We also worked on the account of the Emirati construction company Emaar. They had one of the first ads out there to say they would stand by the economy. It communicated something along the lines of “We are here and staying to back the Egyptian economy!” It was on billboards and in newspapers.

There were other ads. Coke had a campaign launched one month ago saying, “Make tomorrow better.” It had an image of kids scraping away a gray surface to reveal a beautiful Cairo behind it. Pepsi also did something along the lines of that: “Tomorrow only started with a thought.”

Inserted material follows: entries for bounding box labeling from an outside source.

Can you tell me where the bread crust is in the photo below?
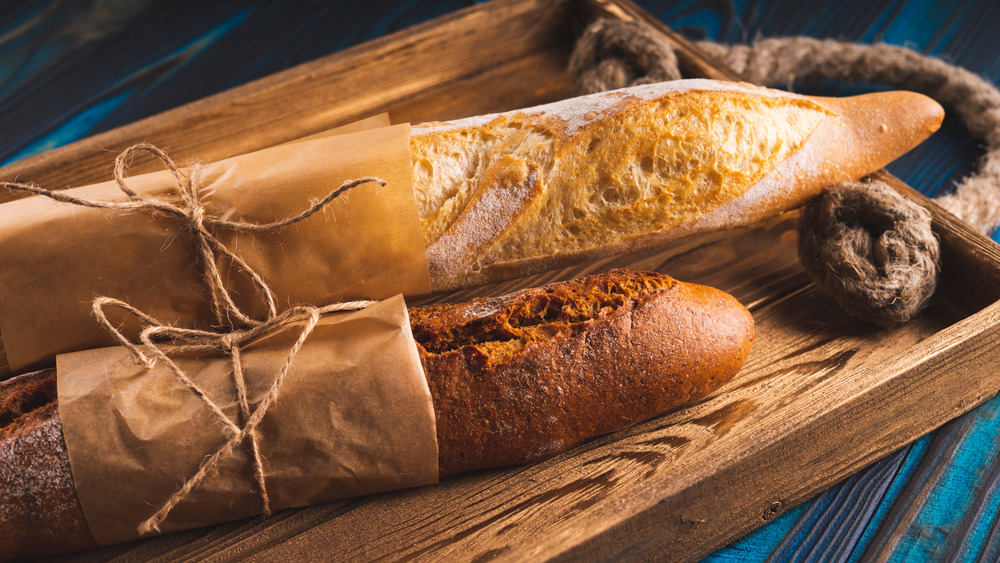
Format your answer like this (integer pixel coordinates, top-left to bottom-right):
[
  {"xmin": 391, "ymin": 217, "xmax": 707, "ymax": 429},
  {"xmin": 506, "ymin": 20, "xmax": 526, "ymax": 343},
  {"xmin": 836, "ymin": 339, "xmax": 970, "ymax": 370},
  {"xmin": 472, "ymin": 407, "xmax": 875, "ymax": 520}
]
[
  {"xmin": 0, "ymin": 270, "xmax": 753, "ymax": 560},
  {"xmin": 410, "ymin": 79, "xmax": 944, "ymax": 291},
  {"xmin": 411, "ymin": 270, "xmax": 753, "ymax": 475}
]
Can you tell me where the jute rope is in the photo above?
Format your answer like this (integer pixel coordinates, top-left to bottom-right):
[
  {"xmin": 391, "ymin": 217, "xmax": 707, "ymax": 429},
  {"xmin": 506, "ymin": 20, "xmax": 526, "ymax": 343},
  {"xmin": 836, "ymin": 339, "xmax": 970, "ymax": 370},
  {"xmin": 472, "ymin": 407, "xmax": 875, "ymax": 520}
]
[
  {"xmin": 569, "ymin": 21, "xmax": 1000, "ymax": 324},
  {"xmin": 0, "ymin": 144, "xmax": 385, "ymax": 534}
]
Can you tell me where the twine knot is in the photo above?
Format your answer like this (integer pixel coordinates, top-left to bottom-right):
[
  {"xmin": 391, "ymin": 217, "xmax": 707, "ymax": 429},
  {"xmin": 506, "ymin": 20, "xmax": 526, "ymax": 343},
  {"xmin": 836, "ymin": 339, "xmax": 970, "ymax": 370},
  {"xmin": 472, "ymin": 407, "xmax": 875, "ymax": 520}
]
[
  {"xmin": 0, "ymin": 144, "xmax": 385, "ymax": 534},
  {"xmin": 798, "ymin": 181, "xmax": 941, "ymax": 325}
]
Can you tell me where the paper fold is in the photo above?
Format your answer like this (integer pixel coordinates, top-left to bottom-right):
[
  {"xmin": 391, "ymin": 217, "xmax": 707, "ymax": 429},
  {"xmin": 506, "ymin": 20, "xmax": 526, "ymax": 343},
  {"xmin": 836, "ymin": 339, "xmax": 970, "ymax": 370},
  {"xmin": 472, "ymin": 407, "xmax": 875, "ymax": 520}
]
[
  {"xmin": 58, "ymin": 297, "xmax": 438, "ymax": 545},
  {"xmin": 0, "ymin": 121, "xmax": 430, "ymax": 372}
]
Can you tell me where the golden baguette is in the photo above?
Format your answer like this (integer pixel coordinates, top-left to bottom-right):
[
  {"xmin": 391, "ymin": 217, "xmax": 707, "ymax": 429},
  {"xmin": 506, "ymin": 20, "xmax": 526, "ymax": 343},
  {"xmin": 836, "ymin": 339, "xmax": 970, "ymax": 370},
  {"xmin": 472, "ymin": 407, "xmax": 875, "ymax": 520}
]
[{"xmin": 410, "ymin": 79, "xmax": 944, "ymax": 291}]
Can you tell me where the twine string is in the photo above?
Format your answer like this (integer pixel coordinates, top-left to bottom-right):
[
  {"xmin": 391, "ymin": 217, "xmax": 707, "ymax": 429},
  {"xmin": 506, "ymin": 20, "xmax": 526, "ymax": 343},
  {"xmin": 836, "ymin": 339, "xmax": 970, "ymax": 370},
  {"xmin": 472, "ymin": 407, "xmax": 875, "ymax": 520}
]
[{"xmin": 0, "ymin": 144, "xmax": 386, "ymax": 535}]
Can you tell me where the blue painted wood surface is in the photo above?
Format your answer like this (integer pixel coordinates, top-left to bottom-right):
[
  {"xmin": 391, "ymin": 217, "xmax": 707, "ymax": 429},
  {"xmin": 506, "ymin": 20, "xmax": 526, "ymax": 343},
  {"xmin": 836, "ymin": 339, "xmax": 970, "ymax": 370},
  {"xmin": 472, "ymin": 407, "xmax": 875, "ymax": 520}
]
[{"xmin": 0, "ymin": 0, "xmax": 1000, "ymax": 562}]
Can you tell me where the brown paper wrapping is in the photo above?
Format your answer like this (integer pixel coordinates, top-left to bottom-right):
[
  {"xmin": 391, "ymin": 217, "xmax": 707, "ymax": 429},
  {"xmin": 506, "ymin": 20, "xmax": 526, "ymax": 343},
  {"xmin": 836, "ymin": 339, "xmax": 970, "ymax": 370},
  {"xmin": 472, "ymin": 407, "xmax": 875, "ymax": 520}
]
[
  {"xmin": 0, "ymin": 123, "xmax": 430, "ymax": 372},
  {"xmin": 58, "ymin": 297, "xmax": 438, "ymax": 545}
]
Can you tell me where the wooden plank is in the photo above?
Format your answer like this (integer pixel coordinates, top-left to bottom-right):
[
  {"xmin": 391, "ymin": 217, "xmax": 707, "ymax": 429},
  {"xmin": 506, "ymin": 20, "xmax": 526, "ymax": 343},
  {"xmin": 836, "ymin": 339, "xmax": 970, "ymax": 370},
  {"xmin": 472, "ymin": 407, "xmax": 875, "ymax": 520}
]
[
  {"xmin": 0, "ymin": 0, "xmax": 570, "ymax": 194},
  {"xmin": 17, "ymin": 0, "xmax": 1000, "ymax": 561}
]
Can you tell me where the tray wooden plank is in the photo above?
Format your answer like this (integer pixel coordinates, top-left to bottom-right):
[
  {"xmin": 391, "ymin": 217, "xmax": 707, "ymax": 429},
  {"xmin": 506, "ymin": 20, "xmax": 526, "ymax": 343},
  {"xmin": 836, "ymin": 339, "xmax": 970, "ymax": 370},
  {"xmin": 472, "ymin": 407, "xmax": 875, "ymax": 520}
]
[{"xmin": 17, "ymin": 0, "xmax": 1000, "ymax": 561}]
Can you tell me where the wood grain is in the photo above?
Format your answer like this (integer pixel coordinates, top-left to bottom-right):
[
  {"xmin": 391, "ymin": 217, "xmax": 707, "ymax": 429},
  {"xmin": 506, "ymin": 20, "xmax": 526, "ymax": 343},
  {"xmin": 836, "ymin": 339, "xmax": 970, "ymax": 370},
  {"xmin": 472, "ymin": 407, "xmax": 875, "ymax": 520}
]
[{"xmin": 11, "ymin": 0, "xmax": 1000, "ymax": 561}]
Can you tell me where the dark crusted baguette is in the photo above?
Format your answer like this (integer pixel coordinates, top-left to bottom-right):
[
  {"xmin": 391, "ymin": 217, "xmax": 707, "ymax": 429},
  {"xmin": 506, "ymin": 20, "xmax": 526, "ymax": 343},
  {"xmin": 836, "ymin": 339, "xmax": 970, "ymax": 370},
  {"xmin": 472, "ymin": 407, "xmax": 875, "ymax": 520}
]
[{"xmin": 0, "ymin": 270, "xmax": 753, "ymax": 560}]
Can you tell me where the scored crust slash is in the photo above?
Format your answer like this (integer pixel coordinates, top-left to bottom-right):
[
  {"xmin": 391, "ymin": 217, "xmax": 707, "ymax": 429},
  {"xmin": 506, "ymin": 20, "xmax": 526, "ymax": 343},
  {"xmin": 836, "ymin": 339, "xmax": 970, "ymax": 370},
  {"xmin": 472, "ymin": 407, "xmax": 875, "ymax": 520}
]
[
  {"xmin": 0, "ymin": 270, "xmax": 753, "ymax": 559},
  {"xmin": 410, "ymin": 79, "xmax": 944, "ymax": 291}
]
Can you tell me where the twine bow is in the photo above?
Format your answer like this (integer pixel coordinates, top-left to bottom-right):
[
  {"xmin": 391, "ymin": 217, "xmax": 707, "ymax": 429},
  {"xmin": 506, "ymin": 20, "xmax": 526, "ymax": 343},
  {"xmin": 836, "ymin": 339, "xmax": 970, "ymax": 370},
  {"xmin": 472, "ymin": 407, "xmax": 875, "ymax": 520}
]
[{"xmin": 0, "ymin": 144, "xmax": 385, "ymax": 534}]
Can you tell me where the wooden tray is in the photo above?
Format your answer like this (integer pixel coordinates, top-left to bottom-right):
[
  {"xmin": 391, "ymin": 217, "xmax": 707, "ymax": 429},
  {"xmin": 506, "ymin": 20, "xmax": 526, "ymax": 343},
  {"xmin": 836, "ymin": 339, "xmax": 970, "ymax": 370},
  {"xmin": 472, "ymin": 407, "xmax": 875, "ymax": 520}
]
[{"xmin": 9, "ymin": 0, "xmax": 1000, "ymax": 561}]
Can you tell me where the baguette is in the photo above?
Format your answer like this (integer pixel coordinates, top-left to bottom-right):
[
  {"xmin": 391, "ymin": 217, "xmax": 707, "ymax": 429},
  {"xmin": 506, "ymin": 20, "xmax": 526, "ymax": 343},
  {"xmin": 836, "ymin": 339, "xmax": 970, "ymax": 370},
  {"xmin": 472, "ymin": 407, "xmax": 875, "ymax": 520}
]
[
  {"xmin": 410, "ymin": 79, "xmax": 944, "ymax": 291},
  {"xmin": 0, "ymin": 270, "xmax": 753, "ymax": 559}
]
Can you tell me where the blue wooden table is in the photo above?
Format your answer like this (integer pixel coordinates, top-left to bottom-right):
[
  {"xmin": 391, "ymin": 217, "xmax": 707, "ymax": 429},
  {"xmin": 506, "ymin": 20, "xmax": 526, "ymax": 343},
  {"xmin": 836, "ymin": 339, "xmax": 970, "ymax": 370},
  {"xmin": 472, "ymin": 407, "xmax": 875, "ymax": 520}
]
[{"xmin": 0, "ymin": 0, "xmax": 1000, "ymax": 561}]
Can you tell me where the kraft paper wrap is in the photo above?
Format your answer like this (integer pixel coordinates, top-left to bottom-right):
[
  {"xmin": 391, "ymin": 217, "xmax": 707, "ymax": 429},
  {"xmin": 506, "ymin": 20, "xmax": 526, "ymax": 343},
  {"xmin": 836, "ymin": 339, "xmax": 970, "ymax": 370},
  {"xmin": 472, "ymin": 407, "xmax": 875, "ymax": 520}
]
[
  {"xmin": 58, "ymin": 297, "xmax": 438, "ymax": 545},
  {"xmin": 0, "ymin": 121, "xmax": 430, "ymax": 373}
]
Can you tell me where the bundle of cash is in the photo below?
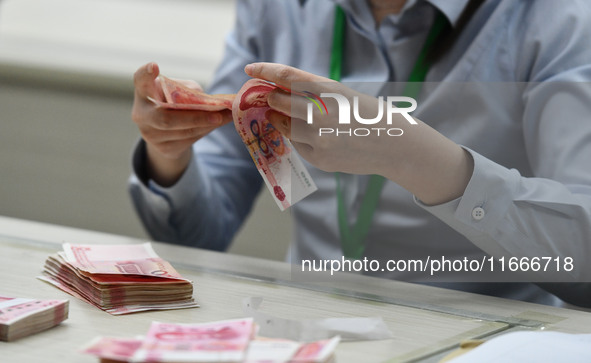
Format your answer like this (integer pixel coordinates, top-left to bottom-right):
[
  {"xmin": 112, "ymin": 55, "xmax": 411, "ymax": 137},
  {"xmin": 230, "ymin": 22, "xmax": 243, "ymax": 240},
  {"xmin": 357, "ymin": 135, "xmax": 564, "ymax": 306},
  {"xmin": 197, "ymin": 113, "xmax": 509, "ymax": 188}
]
[
  {"xmin": 232, "ymin": 79, "xmax": 317, "ymax": 210},
  {"xmin": 82, "ymin": 318, "xmax": 339, "ymax": 363},
  {"xmin": 39, "ymin": 243, "xmax": 199, "ymax": 315},
  {"xmin": 0, "ymin": 296, "xmax": 68, "ymax": 342}
]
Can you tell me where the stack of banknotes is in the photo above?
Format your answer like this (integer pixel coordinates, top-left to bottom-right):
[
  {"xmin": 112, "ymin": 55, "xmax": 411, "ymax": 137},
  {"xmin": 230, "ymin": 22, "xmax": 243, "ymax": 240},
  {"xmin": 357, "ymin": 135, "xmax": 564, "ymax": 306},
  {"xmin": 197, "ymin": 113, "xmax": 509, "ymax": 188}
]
[
  {"xmin": 0, "ymin": 296, "xmax": 68, "ymax": 342},
  {"xmin": 82, "ymin": 318, "xmax": 339, "ymax": 363},
  {"xmin": 39, "ymin": 243, "xmax": 199, "ymax": 315}
]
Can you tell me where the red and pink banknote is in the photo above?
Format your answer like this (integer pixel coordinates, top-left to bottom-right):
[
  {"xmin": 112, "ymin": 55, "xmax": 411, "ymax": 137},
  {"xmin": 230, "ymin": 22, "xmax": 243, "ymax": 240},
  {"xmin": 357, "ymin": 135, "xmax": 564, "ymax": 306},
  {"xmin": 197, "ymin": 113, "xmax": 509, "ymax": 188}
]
[{"xmin": 150, "ymin": 75, "xmax": 317, "ymax": 210}]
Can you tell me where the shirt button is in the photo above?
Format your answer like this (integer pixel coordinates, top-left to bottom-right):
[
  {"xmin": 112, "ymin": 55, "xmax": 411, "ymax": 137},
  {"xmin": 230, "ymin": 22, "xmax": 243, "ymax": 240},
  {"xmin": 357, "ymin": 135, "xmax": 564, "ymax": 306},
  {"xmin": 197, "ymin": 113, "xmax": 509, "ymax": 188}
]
[{"xmin": 472, "ymin": 207, "xmax": 486, "ymax": 221}]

Rawabi created a smaller-sized pack of margarine for one pound. It communicated that they understood the hard economic times. That was quite meaningful. Then there were telemarketing companies like Tamima, with its revolutionary bedcover, that really went viral. People are dying, and you’re asking us to buy a bedcover with the Egyptian flag on it? It was quite pathetic. Vodafone also had this message that they would eliminate illiteracy in Egypt in five years. This was their promise to the Egyptian people. Mobinil played on being proud to be an Egyptian. If anything works in Egypt it’s humor… laughter, taking the piss. We dropped our government with our humor. Think about the signs in the square:

He should leave, we will not.
Please leave because my hand hurts.
Please leave, I want to take a shower.

and so on.

Humor was the fuel to stay.

Still, in advertising, we think that humor will take a step back for a bit. More emotion will be used… playing with music and voice-overs, especially tingly voice-overs and the more “us” messages that we’re in this together. Those are the messages that will be communicated within the coming six months to a year.